I really don't see the need to test such car at Nurburgring where it will do every corner perfectly due to how slow it goes.
Examples: Madrid, Tokyo, Daytona Road Course (To some degree), Tsukuba, Cape Ring (Less complex variants), Eiger, and Grand Valley

Higher powered cars are more suited to more complex courses, along with some straights.
A more complex course really tests the car, it's accelerating and corner capabilities, and such.
Examples: Willow Springs, SSR5, Cote d'Azur, Matterhorn, Nurburgring, Grand Valley, Monza, Circuit de Spa-Francorchamps, and Twin Ring Motegi.

Unless I'm testing for a specific course, I'd generally go for the above courses.

However, I generally don't go for Sierra. Sierra in my opinion is too complex and too long. To get back useful information on your tests would mean doing laps that would take several minutes, and doing multiples laps would take a long time.
I don't recommend using Sierra for testing.
 
I've always liked Streets of Willow. It has several places where a bad tune can get unsettled easily and it really tests a car's ability to put the power down out of slower corners. If you've got a setup that doesn't push into the corners in the first half and doesn't get skittish going through the turn 9-10-11 complex on Streets of Willow, chances are it'll be good anywhere.

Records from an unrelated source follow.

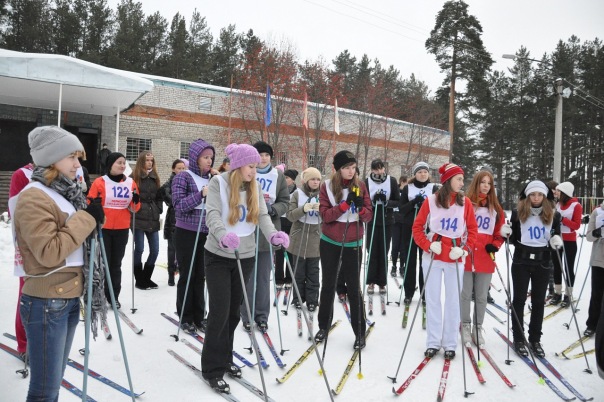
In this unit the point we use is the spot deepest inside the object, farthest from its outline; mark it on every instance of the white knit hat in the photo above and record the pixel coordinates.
(536, 186)
(50, 144)
(566, 187)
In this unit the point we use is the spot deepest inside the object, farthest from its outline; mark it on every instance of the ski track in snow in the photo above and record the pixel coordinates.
(162, 378)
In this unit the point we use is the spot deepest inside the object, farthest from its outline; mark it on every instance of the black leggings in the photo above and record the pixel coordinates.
(568, 259)
(349, 271)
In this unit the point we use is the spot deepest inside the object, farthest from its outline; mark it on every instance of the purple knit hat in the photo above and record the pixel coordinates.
(241, 155)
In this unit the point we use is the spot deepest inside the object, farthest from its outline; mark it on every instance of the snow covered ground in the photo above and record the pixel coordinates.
(162, 378)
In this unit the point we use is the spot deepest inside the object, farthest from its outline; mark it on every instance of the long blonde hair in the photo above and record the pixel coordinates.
(547, 213)
(251, 188)
(51, 173)
(337, 185)
(140, 171)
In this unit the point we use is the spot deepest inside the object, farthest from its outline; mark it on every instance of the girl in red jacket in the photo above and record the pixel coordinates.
(118, 194)
(479, 265)
(571, 212)
(440, 228)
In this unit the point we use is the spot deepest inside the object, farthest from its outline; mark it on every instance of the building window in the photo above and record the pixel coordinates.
(184, 150)
(280, 158)
(317, 161)
(135, 146)
(205, 103)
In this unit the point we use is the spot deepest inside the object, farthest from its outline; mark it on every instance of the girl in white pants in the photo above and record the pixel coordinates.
(445, 228)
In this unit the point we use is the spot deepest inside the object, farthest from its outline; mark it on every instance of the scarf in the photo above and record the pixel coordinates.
(72, 192)
(482, 200)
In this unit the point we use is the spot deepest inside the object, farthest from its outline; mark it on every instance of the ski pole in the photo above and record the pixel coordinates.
(191, 266)
(133, 309)
(336, 280)
(285, 312)
(385, 253)
(400, 297)
(270, 248)
(413, 320)
(249, 316)
(515, 316)
(507, 290)
(463, 355)
(361, 304)
(88, 312)
(115, 313)
(308, 326)
(567, 325)
(572, 308)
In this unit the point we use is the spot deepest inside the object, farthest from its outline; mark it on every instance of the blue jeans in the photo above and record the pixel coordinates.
(50, 326)
(139, 246)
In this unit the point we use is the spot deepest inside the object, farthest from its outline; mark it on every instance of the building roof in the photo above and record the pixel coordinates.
(34, 80)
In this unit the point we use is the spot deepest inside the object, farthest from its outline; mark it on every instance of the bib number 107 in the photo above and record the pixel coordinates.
(448, 224)
(536, 232)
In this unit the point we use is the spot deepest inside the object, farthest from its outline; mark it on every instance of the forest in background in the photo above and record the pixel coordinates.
(503, 119)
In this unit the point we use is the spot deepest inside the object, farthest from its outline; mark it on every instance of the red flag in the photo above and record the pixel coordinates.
(336, 120)
(305, 121)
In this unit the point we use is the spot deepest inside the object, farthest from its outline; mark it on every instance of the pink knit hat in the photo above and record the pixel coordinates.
(241, 155)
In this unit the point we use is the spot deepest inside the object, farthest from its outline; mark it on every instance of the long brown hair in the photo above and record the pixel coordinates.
(236, 183)
(337, 186)
(140, 171)
(547, 213)
(443, 196)
(492, 203)
(51, 173)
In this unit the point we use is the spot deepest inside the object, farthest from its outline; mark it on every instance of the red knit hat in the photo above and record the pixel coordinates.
(448, 170)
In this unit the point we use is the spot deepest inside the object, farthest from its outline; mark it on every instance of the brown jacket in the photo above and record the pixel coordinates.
(46, 237)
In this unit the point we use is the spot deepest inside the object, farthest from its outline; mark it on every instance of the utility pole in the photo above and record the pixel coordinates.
(558, 133)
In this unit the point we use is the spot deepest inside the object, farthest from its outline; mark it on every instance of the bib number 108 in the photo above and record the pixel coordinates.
(448, 224)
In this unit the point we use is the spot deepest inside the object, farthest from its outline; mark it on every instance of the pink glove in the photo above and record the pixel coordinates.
(280, 239)
(229, 241)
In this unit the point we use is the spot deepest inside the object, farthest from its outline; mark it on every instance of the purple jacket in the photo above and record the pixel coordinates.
(185, 194)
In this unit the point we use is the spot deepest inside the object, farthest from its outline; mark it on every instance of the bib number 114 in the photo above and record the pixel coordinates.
(448, 224)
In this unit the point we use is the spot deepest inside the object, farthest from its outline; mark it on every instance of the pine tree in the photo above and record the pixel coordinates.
(456, 43)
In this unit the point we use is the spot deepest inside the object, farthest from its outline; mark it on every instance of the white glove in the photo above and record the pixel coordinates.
(436, 247)
(506, 230)
(556, 242)
(457, 252)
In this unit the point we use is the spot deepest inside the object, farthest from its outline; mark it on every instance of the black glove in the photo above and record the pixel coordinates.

Sure, Streets doesn't give your top speed a workout, but that's just a matter of swapping cogs. If you get the balance right the transmission's not difficult to adjust.
 
Whenever I tune a drift car, It's always at Tsukuba for some reason.
I tune my lower powered cars (to me, anything less than 350hp) at Streets of Willow. Good, small track with some tight corners and good for testing handling and acceleration. Anything else it's probably Laguna Seca or Nurburgring, or the Red Bull Ring. Sometimes I test at Sierra.